Among philosophers of science, it is widely accepted that in order to provide an explanation a model must accurately represent the explanatorily relevant features of its target system(s). However, biologists frequently construct models that either omit, via abstraction, or inaccurately represent, via idealization, most of the features of real-world systems. A prominent example is the use of optimality models to investigate biological phenomena (Orzack and Sober 1994; Potochnik 2007; Rice 2012). This highlights a more general question of philosophical interest: how are highly idealized and abstract models nonetheless able to play explanatory roles in biological (and scientific) theorizing? In addition, the pervasiveness of idealized and abstract models appears to raise a serious challenge to scientific realism (Cartwright 1983; Odenbaugh 2011).

In this paper, I distinguish three explanatory roles optimality models play within biological theorizing: hypothetical modeling, pattern modeling, and population-specific modeling.
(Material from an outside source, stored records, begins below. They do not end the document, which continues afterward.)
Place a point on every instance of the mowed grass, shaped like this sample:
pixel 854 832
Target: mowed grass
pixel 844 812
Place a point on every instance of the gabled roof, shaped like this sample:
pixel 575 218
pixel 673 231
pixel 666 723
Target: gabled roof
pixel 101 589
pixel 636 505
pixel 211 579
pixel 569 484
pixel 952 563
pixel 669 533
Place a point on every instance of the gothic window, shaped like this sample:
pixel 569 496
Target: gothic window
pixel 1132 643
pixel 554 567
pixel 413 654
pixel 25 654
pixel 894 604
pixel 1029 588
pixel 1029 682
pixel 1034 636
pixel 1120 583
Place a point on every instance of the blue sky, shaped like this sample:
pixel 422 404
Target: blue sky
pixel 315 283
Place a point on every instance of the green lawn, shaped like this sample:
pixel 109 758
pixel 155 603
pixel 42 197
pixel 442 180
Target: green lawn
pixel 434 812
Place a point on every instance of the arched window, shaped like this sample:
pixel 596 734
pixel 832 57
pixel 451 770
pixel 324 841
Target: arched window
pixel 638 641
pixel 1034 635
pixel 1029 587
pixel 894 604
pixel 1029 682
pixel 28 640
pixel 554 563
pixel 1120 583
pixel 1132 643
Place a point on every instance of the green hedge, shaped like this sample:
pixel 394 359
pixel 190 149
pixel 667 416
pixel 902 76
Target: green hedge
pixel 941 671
Distinguishing these explanatory roles is important for understanding the variety of ways highly idealized and abstract optimality models contribute to our understanding of biological phenomena. In addition, I argue that these explanatory roles capture a common progression within model-based theorizing that is key to characterizing some of the dynamical aspects of model-based science. Furthermore, I contend that models can be explanatory—by providing understanding that is essential to answering a why question—without providing a veridical representation of (the features of) any real-world target system. Finally, my analysis of these explanatory roles reveals several important insights for the debate over scientific realism.